Sunday, September 7, 2014

why you had to quit drinking

I want you to picture yourself. No selfies tho. Picture yourself in an entirety seen from the sky. Laying there like a clothed fetus on a womb of flat grass. The POV, that of a whirling drone hovering from half a mile above. It zooms in on you just before it leaves to go spy on Americans and/or deliver packages for Amazon.

You are laying on the grass of the Los Angeles County Museum of Art. Trees. Tar Pits. Museum. You, like clothed fetus. A speck floating atop a sea of green.

Here, I peer. I am peering down at you like an invisible Benjamin Franklin, spectacles low on my nose, hands behind my back. Picture me looking at you like that. Me like Benjamin Franklin and you with Johnny Appleseed bags sagging beneath your closed eyes. Beads of fermented sweat rolling down that prominent Neander brow of yours. Getting closer to you. I am borrowing a cinematic angle a little like what we remember the opening image from that film "Boyhood" by Richard Linklater to be. Only it's not a boy we are talking about. It is, you.

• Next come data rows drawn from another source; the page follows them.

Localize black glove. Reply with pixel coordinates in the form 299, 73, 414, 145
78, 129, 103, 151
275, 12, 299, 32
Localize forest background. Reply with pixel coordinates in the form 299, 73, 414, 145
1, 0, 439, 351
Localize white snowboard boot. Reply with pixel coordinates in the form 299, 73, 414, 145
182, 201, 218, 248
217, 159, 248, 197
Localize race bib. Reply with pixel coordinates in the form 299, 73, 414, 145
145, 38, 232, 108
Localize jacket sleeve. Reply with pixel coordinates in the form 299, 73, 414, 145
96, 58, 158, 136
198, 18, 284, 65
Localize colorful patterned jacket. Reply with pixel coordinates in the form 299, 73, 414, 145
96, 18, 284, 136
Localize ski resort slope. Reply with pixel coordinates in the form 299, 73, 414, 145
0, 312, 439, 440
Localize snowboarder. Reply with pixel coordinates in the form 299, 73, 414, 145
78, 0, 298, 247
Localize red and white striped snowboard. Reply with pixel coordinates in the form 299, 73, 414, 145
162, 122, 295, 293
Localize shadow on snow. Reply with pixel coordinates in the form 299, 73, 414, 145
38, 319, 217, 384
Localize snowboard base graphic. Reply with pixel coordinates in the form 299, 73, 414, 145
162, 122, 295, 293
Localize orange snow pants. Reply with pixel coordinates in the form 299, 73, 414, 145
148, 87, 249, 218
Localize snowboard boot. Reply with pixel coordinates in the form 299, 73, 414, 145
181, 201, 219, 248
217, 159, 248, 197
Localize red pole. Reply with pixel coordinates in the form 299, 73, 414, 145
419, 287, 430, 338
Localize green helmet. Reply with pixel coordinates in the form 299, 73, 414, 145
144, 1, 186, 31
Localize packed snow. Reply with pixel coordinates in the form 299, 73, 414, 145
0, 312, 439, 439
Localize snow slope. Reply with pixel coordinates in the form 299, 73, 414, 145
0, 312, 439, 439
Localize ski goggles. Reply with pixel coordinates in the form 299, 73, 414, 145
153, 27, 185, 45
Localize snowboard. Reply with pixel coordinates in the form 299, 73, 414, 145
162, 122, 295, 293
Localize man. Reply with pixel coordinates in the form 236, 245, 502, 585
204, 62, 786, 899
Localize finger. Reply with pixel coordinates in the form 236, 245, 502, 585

Butt feel the gentle blades of green grass, tiny, cut low. Invisible Benjamin Franklin is gone. It is the middle of the afternoon during a bad heat wave in Los Angeles. The temperature is aggressive like a man at a bar who is wearing hair gel and a golden wristwatch. The heat is like that aggressive. You, not me, just drank a bunch of beer at the Old Farmer's Market. And that pale bartender woman with the bandanna was serving you. You know her name right? She has been there for many years. You know her name and things like that because you are no longer a boy like that boy from "Boyhood" was at the beginning. You are much older. And you have been to this bar many times before. And that boy had nicer eyes than you. The boy from "Boyhood" did. What? He did.

Anyway. Staying focused. This is about you. It is the middle of the afternoon. Scorching hot. And you are on the grass at LACMA. Asleep. Your sister, not my sister, is sitting there like a fawn, watching you like slow television. She will need a ride to work. She has been watching you sleep. Passed out on the lawn. She ate a salad while you drank another skunky beer at the LACMA cafeteria. Why has she been watching you so intently by the way? Your sister. While you sleep. You wonder. But don't be so paranoid. She is your sister. If she had wanted to cut you open in your sleep, she would have done so a long time ago. Like when You cut open her diary and showed the innocent, amorous, sexually-themed passages to your dad as he drank ice water at the desk of his office, growing up. You are the one who did that, not her. 

But as she was nudging one of your numb shoulders you awoke near one of the lesser La Brea Tar Pit puddles feeling like a collection of fossils and mankind's last hope. The air like black sludge, crystal clear and heavy like black sludge. She said she would drive. Your sister. You don't remember if you listened. Your stomach was bubbling. It was only a couple of blocks. Middle of the day. She got to work safe. You kept the air conditioner on and parked near a bunch of duplexes. Closed your eyes. An ex-fling of yours drove by, and texted you something sarcastic. Then moments later your ex-girlfriend called. What are the odds? And you answered. You spoke to her on the way home. While you drove. And you experienced losing her again. Like you did every time the two of you spoke. It happened still in faint echoes across the pane of her voice.

Zoom out. Further. Drones. Airplanes. Space Satellites. Then God. Then the one watching God like fissured television. Then the one above the one watching God. All of them. Feeling like their trillions of spider eyes were focused everywhere but on you. That they had lost sight and interest in your journey. That you were truly alone. Flailing in the unseen forgotten energy dots of the Universe. It's all there when you picture it, if you can just picture it, why you had to quit drinking.